DXM mediated differential responses in piglet pulmonary arterial and airway rings
Pulmonary arterial rings were optimally equilibrated at a median resting tension of 1.5 mN. To examine the DXM mediated physiological response in pulmonary arterial rings, with and without U46619 precontraction, rings were exposed to serial concentrations of DXM (10−5 to 10−3 M). Treatment of the resting arterial rings with 300 µM DXM caused noticeable force generation, which increased slowly and took 15–20 min to reach a plateau. This was followed by a slight increase in force at 650 µM of DXM, which remained stable even after adding up to 1 mM of DXM (Figure 5A). Next, a DXM dose response curve was constructed by normalizing the force generation to maximal KCl stimulation, and the EC50 was calculated to be 211±2 µM (Figure 5B). To confirm this vasoconstrictor response of DXM, the arterial rings were precontracted with U46619 (30 nM). DXM exposure caused contraction of precontracted rings starting from 100 µM concentration which increased till 650 µM, and then reached a plateau (Figure S4A and B in File S1). In contrast, chloroquine induced relaxation of U46619-precontracted arterial rings (30–35%). The levels of precontraction to U46619 (30 nM) in pulmonary arteries was ∼140% of KCl (50 mM)-induced contractions. We also explored the role of endothelium in this DXM-mediated functional response by using endothelium-denuded pulmonary arterial rings. DXM stimulated endothelium denuded pulmonary artery rings in a similar manner with EC50 of 238±1 µM (Figure S5 in File S1). In contrast to pulmonary arterial rings, DXM completely relaxed the 10 µM acetylcholine (ACh) precontracted airway rings in a dose dependent manner with an EC50 of 74±1 µM, and reaching baseline at 3×10−4 M (Figure 5C and 5D). Further, when ACh (10 µM) precontracted airway rings were exposed to different concentrations of chloroquine (10−5 to 3×10−4 M), it was found that chloroquine caused relaxation in a dose dependent manner (Figure S6 in File S1). Relaxant effects of DXM on airway rings and of chloroquine on airway and arterial rings are consistent with previous studies done in mouse airways, guinea pig aorta and tracheal rings and human pulmonary arteries [7], [25].
A. The figure represents the raw trace showing the effect of DXM (10−5 to 10−3 M) stimulation on resting tension of pulmonary artery rings. Force generation started from 300 µM, increasing slowly to plateau after 15–20 min; followed by a slight increase in force at 650 µM DXM. There was no further increase in tension even with up to 1 mM DXM. Force returned to baseline 20–30 min after 3–4 washings of pulmonary artery rings with Krebs solution. B. Dose response curve of DXM normalized to maximal KCl stimulation in pulmonary arterial rings. Cumulative dose response curve of DXM with highest concentration being 3×10−4 M and lowest 10−5 M on isometric tension of pulmonary artery rings. The DXM responses were normalized to maximal KCl stimulation and the EC50 was calculated to be 211±2 µM. The results are presented as mean ± SEM and are from a minimum of n = 15 rings from 5 piglets. C. Representation of raw trace of the DXM doses added to piglet airway rings precontracted with 10−5 M ACh. DXM completely relaxed the precontracted airways in a dose dependent manner reaching baseline at 3×10−4 M. D. Dose response curve of DXM normalized to maximal KCl stimulation in airway rings. The figure shows the effect of DXM dose response on porcine airway rings precontracted with 10−5 M ACh. DXM-mediated relaxation is expressed as percentage of the maximum force due to KCl stimulation and the EC50 calculated was found to be 74±1 µM. The results are presented as mean ± SEM and are from a minimum of n = 15 rings from 5 piglets.

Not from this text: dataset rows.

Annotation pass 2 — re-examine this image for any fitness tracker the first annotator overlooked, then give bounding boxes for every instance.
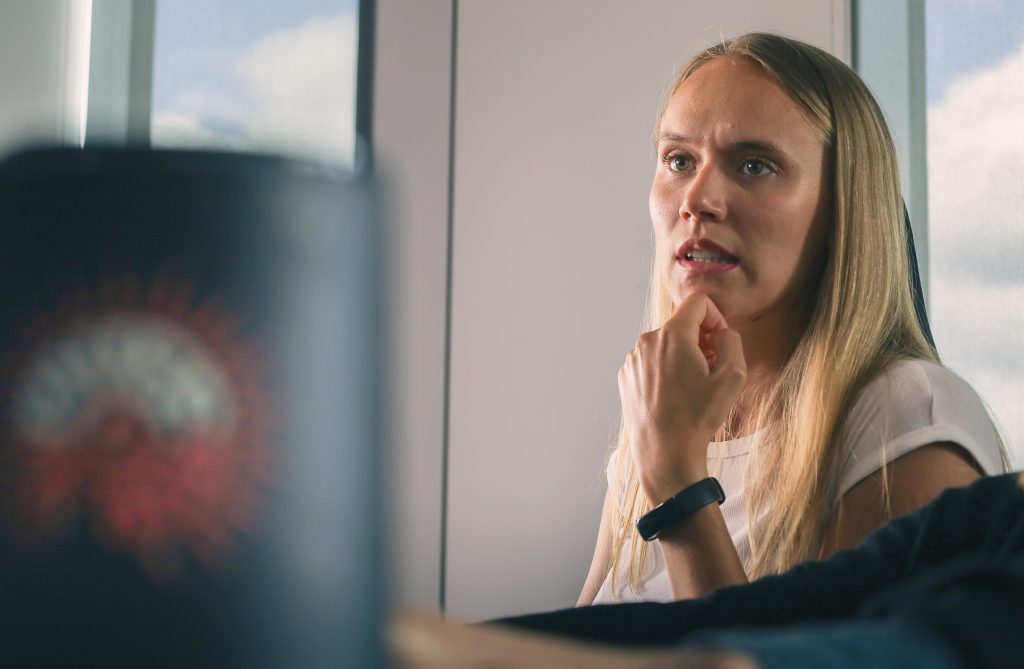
[637,476,725,541]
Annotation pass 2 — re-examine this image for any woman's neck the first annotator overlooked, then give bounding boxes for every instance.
[726,297,810,435]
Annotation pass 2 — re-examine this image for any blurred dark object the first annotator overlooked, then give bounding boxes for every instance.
[0,150,382,668]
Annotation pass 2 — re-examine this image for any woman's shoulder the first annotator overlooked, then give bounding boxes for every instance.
[855,359,987,409]
[844,360,1004,487]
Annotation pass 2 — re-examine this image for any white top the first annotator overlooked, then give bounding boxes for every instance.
[594,360,1004,603]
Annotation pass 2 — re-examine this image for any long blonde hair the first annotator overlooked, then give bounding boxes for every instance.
[610,33,939,591]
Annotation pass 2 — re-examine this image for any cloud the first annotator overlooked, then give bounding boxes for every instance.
[153,13,356,163]
[928,39,1024,456]
[928,37,1024,283]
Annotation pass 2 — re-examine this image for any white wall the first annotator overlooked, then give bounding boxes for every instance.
[0,0,88,155]
[375,0,849,619]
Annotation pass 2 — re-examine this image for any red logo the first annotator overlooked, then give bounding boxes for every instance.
[3,282,268,577]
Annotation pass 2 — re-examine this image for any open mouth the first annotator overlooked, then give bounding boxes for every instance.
[682,249,738,264]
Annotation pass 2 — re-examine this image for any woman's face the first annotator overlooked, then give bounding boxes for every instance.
[650,57,830,328]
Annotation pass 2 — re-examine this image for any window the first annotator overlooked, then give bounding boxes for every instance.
[151,0,358,164]
[925,0,1024,458]
[86,0,372,166]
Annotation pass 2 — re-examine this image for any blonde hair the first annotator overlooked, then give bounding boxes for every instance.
[611,33,939,592]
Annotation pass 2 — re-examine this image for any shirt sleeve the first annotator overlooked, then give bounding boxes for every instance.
[837,361,1006,497]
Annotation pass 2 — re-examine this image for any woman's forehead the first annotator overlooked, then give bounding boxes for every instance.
[658,56,823,152]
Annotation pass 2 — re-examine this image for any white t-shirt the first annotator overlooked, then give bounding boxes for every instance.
[594,360,1004,603]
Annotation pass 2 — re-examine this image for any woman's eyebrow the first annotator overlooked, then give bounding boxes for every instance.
[657,132,788,156]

IP3 measurement and analysis of MLC and phospho MLC
Activation of the canonical bitter taste signaling involves: T2R-gustducin-PLCβ and IP3, which in turn causes an increase in global intracellular calcium levels [26]. Therefore, to investigate the contrasting mechanisms involved in DXM-mediated responses in pulmonary artery and airways, IP3 production was measured in human and porcine cells. In human cells, there was no effect of DXM-treatment on IP3 production in ASMCs as compared to untreated cells. However, significantly higher IP3 production was observed in DXM-treated hPASMCs, which was two-fold of DXM-treated hASMCs (Figure S7 in File S1). Similarly, significantly higher IP3 was obtained in DXM-treated PASMCs of porcine origin as compared to DXM-treated ASMCs (Figure 6A). DXM-treatment led to a small increase in IP3 production in porcine ASMCs, which was not significant when compared to the basal IP3 levels.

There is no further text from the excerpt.